I tried to take the battery out of the phone. That’s what I used to do in the old days when the phone went haywire — take the battery out and put it back in. To my dismay, I discovered that there was no way to take the phone apart. My chest began to tighten. How was I going to check Facebook posts, Tweets or read my e-book? I was expecting some phone calls and texts. How were they going to get through?
I had Ginnie call my smartphone from her smartphone. We both have the same model. Maybe, being pals, they could help each other out. (Anthropomorphism?) She told me her call went directly into my voicemail. Dang.
I was panicking. I hate to admit it, but my whole life is tied up in this stupid phone — all my contact numbers, my calendar, my social life. I do have a little-used landline, mainly for faxes and business. A lot of good that was going to do me. How was I going to make and take phone calls from the car, how would I check radar, what was I going to use for an emergency flashlight? This was Sunday, the cell phone store was be closed. Would they be of any help anyway? There was a crack in the glass of my phone. I surmised that the crack had finally done its dirty deed and shut the phone down. The phone would have to be sent in, and that would take, what, a week? How was I going to survive?
With trepidation I went to church with the smartphone in my hip pocket. I missed the silent buzzing and hip tingling it gives me when messages come through. I could hardly pay attention to the sermon as my mind was on that stupid phone.
It was during silent meditation that I felt a phantom buzz and a thought came to me. It seemed like I vaguely remembered my cell phone store had started Sunday hours (for dummkopfs like me). Would it be possible that they would be open and, what’s more important, could they fix the problem?
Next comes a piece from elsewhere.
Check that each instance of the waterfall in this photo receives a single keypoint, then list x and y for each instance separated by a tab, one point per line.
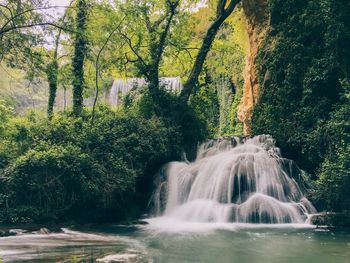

With bated breath, I drove by the cellphone store after church. They were open. I crawled in on my hands and knees.
“What’s the matter?” the woman behind the counter asked. “Your smartphone lock up?”
“How did you know?” I asked.
“You’re the third person today. You all have that same crazed look, like your life is on the line.”
She took the phone, squeezed it, and it came back to life.
“How did you do that?” I asked.
“It’s called a hard reset. The new smartphones don’t have a battery that you can take out. So the company designed a hard reset.”
“Show me how to do that,” I pleaded.
“Oh, no. We’re not allowed to show the customer how to do a hard reset. If you don’t do it exactly right,” and she emphasized the word ‘exactly,’ “you can wipe out all your data.”
I kissed her feet and walked out. My life was back.
A week later, the phone locked up again. I didn’t panic and returned to the cell phone store. There was a man behind the counter this time. He showed me how to do the hard reset.
“Just don’t choose the ‘factory reset’ option,” he advised.
A couple days later, the phone locked up again. This time, I was able to perform my own hard reset, being careful to avoid the “factory reset.”
I’m still vexed about my whole life being tied up in a stupid phone and my world falling apart when it doesn’t work. Am I worshiping a false idol? Has my phone become God?